Typosquatting and IDN homographs: when gооgle.com isn't Google
Look at the title of this article again. The fourth word — the one that looks like "google" — contains two Cyrillic characters where you expect Latin letters. Your eyes read it as Google. A browser address bar, a phishing email, an SMS link: all of them can render that string so it is visually indistinguishable from the real thing. The domain it points to is not Google's, has never been Google's, and could be hosting a credential-harvesting page registered an hour ago.
This is the uncomfortable core of two related attack families. Typosquatting exploits the gap between what a user intends to type and what they actually type — fat fingers, autocomplete, misremembered spellings. IDN homograph attacks go further: they exploit the gap between what a string is and what it looks like, using the full breadth of Unicode to manufacture domains that are byte-for-byte different but pixel-for-pixel identical to a brand you trust. Both end in the same place — a victim who believes they are somewhere safe. This article walks through how the impostors are built, why the defences that exist are incomplete, and how to detect the lookalikes that target you.
The mutation families
Typosquatters do not pick a random misspelling and hope. They generate a permutation set — a programmatic enumeration of every domain that a human could plausibly land on instead of yours — and register the ones worth registering. The families below are the standard taxonomy, and any serious brand-monitoring effort needs to generate all of them. Examples use a fictional brand, acmebank.com.

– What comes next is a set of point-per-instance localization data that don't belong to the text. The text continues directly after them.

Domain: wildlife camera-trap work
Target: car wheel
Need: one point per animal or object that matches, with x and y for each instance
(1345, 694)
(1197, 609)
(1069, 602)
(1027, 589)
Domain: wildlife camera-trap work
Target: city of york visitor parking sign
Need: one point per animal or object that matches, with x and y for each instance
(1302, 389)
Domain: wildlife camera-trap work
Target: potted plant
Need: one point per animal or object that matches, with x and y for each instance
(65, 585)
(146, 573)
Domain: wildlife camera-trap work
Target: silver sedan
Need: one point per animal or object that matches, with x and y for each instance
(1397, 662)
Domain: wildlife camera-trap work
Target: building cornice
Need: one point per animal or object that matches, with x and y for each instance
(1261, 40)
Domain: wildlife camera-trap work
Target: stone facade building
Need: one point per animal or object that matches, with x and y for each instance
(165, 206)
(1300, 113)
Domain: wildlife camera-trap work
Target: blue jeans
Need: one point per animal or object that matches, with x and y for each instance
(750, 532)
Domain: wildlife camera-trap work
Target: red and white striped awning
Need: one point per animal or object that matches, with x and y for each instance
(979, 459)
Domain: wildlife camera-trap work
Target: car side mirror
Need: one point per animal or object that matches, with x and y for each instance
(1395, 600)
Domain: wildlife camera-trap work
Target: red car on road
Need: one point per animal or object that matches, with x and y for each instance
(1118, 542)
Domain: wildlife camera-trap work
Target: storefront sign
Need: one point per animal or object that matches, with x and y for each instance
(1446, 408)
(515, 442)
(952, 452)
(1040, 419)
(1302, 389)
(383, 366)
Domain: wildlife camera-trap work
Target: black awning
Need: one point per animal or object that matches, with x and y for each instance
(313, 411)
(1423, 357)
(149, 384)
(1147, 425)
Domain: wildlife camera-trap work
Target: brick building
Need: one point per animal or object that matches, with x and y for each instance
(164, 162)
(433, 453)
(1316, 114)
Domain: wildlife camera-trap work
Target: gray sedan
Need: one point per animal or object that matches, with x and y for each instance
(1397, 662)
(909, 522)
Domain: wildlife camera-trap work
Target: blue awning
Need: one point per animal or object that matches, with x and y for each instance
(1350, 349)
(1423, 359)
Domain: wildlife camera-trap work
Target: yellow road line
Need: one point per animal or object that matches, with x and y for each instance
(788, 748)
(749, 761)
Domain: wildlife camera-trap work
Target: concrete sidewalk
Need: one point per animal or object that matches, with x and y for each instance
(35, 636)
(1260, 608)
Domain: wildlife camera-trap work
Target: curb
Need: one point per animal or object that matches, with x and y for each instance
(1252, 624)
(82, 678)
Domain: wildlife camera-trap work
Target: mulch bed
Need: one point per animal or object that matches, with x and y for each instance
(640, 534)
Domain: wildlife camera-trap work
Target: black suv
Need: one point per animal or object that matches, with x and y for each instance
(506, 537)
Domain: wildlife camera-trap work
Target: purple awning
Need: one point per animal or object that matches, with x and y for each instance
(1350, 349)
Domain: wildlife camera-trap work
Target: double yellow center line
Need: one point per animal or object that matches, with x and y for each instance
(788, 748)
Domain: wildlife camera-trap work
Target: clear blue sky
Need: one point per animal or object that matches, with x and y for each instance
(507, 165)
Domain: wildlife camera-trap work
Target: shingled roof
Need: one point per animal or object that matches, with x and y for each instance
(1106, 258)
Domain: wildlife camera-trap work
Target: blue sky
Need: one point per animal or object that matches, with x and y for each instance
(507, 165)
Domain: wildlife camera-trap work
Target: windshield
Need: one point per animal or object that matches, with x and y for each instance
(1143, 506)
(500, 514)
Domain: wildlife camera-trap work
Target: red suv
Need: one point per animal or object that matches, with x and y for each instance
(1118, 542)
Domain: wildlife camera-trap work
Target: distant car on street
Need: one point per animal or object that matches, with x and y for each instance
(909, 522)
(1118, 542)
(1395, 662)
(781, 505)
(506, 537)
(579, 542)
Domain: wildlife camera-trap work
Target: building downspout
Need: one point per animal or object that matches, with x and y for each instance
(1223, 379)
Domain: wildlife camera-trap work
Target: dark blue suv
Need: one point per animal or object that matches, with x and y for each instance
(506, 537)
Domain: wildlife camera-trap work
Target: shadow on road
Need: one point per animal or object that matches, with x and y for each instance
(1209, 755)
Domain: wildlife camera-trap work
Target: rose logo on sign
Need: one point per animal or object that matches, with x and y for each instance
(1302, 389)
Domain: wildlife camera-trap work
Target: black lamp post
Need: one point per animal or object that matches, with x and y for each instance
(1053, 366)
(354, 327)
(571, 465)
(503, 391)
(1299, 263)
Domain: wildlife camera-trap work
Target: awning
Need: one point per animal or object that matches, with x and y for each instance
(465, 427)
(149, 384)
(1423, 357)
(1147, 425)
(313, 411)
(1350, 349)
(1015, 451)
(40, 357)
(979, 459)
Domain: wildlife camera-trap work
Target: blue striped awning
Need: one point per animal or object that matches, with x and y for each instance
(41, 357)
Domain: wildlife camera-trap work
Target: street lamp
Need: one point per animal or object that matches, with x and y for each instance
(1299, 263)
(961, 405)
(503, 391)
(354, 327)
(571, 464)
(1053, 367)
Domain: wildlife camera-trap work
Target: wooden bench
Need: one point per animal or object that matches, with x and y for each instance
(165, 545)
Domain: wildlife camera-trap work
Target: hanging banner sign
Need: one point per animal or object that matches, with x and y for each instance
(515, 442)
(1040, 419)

| Family | Mechanism | Example impostor |
|---|---|---|
| Omission | A character is dropped | acmbank.com |
| Transposition | Two adjacent characters swapped | acmabnk.com |
| Replacement | A character replaced by a keyboard-adjacent one | scmebank.com (a→s, QWERTY neighbour) |
| Insertion | An extra character added | accmebank.com |
| Repetition | A character doubled | acmeebank.com |
| Bitsquatting | A single-bit flip in the stored/transmitted name | aÉmebank.com → e.g. agmebank.com |
| Wrong TLD | Same label, different suffix | acmebank.net, acmebank.co |
| Combosquatting | Brand plus an appended keyword | acmebank-login.com, secure-acmebank.com |
| Homoglyph | A character replaced by a confusable one (see below) | acmеbank.com (Cyrillic е) |
A few of these deserve a second look. Bitsquatting is the most counter-intuitive: it does not rely on a human mistyping anything. It relies on hardware. A single bit flip in a device's memory — from cosmic rays, heat, or failing DRAM — can silently change one character of a cached or in-flight domain name before the resolver ever sees it. Attackers register the one-bit-off variants of high-traffic domains and simply wait for the universe to deliver traffic. The volumes are small per domain but, at the scale of a popular brand, non-zero and entirely automatic.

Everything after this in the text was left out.